1774-04-11, de Voltaire [François Marie Arouet] à David Louis Constant de Rebecque, seigneur d'Hermenches.

L’ange exterminateur est chez nous.
Wagnière & moi nous sommes au lit: je m’y démène comme un Possédé, quand je vois que les Welches de Paris ne veulent pas convenir que l’Epître à Ninon soit du Comte de Shovalo. Monsieur son oncle, qui est dans Paris & qui a fait tirer une trentaine d’exemplaires de ce singulier ouvrage, sait bien ce qui en est: il en a été aussi étonné que moi. Il y a un vers que je n’entends point, qui est probablement une faute d’impression; le reste m’a paru d’une élégance, d’une correction & d’une hardiesse de pinceau, qu’on trouve bien rarement dans nos Feseurs de petits vers galants. J’avoue que c’est un prodige qu’un tel ouvrage nous vienne du soixante & unième degré; mais le Génie, qui est rare par tout, se trouve aussi en tous climats.
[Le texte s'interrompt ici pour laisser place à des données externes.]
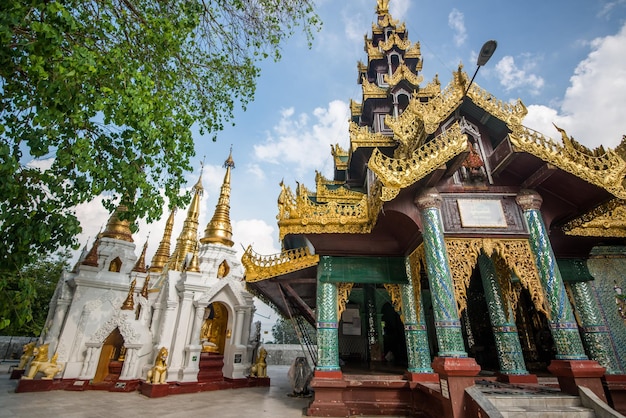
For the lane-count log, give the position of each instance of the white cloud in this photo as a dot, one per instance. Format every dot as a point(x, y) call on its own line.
point(456, 21)
point(257, 233)
point(608, 7)
point(302, 143)
point(399, 8)
point(592, 110)
point(512, 77)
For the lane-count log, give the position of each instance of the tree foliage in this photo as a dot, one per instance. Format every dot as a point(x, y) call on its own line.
point(99, 98)
point(25, 295)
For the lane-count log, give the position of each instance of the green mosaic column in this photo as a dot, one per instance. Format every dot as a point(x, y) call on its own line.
point(327, 322)
point(596, 335)
point(563, 325)
point(502, 321)
point(447, 322)
point(418, 351)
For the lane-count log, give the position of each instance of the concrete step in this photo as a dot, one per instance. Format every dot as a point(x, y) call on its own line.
point(537, 406)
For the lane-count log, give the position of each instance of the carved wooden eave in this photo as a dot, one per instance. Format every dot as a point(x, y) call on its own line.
point(606, 171)
point(340, 157)
point(388, 21)
point(309, 217)
point(414, 51)
point(324, 194)
point(441, 106)
point(431, 89)
point(362, 136)
point(408, 131)
point(403, 73)
point(394, 40)
point(373, 52)
point(607, 220)
point(396, 174)
point(355, 108)
point(262, 267)
point(372, 91)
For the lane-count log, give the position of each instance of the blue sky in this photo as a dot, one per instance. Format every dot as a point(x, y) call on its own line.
point(566, 60)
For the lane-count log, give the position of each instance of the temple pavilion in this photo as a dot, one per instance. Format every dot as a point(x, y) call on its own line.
point(451, 244)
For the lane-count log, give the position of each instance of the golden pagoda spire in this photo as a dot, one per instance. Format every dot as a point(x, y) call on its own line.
point(188, 238)
point(129, 303)
point(146, 286)
point(140, 265)
point(116, 228)
point(91, 259)
point(163, 252)
point(382, 7)
point(194, 265)
point(219, 230)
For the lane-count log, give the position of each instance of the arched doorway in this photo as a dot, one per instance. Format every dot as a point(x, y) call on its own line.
point(214, 328)
point(535, 336)
point(394, 339)
point(111, 358)
point(476, 326)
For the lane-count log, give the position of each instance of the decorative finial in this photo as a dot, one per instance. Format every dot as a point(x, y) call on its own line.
point(382, 7)
point(219, 230)
point(129, 303)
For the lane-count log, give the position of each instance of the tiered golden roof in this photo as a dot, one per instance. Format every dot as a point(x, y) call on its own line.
point(116, 228)
point(259, 267)
point(219, 229)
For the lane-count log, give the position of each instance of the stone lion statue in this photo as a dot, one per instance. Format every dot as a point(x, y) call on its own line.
point(28, 351)
point(259, 369)
point(158, 373)
point(41, 364)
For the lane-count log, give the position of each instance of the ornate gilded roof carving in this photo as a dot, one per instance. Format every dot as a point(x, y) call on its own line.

Fontenelle avait tort de dire qu’il n’y aurait jamais de Poëtes chez les Nègres. Il y a actuellement une Négresse qui fait de très bons vers anglais. L’Impératrice de Russie, qui est l’antipode des Négresses, écrit en prose aussi bien que son Chambelan en vers; & tous deux m’étonnent également. Ceux qui m’attribuent la Lettre à Ninon sont bien mal avisés. Je ne dirai pas comme Me Deshoulières:

‘Ce n’est pas tant pis pour l’ouvrage,
Quand on dit que nous l’avons fait.’

Mais je ne suis pas assez impertinent pour me donner à moi-même les louanges que Monsieur De Shovalo me prodigue dans son Epître, & qui ne sont pardonables qu’à l’amitié.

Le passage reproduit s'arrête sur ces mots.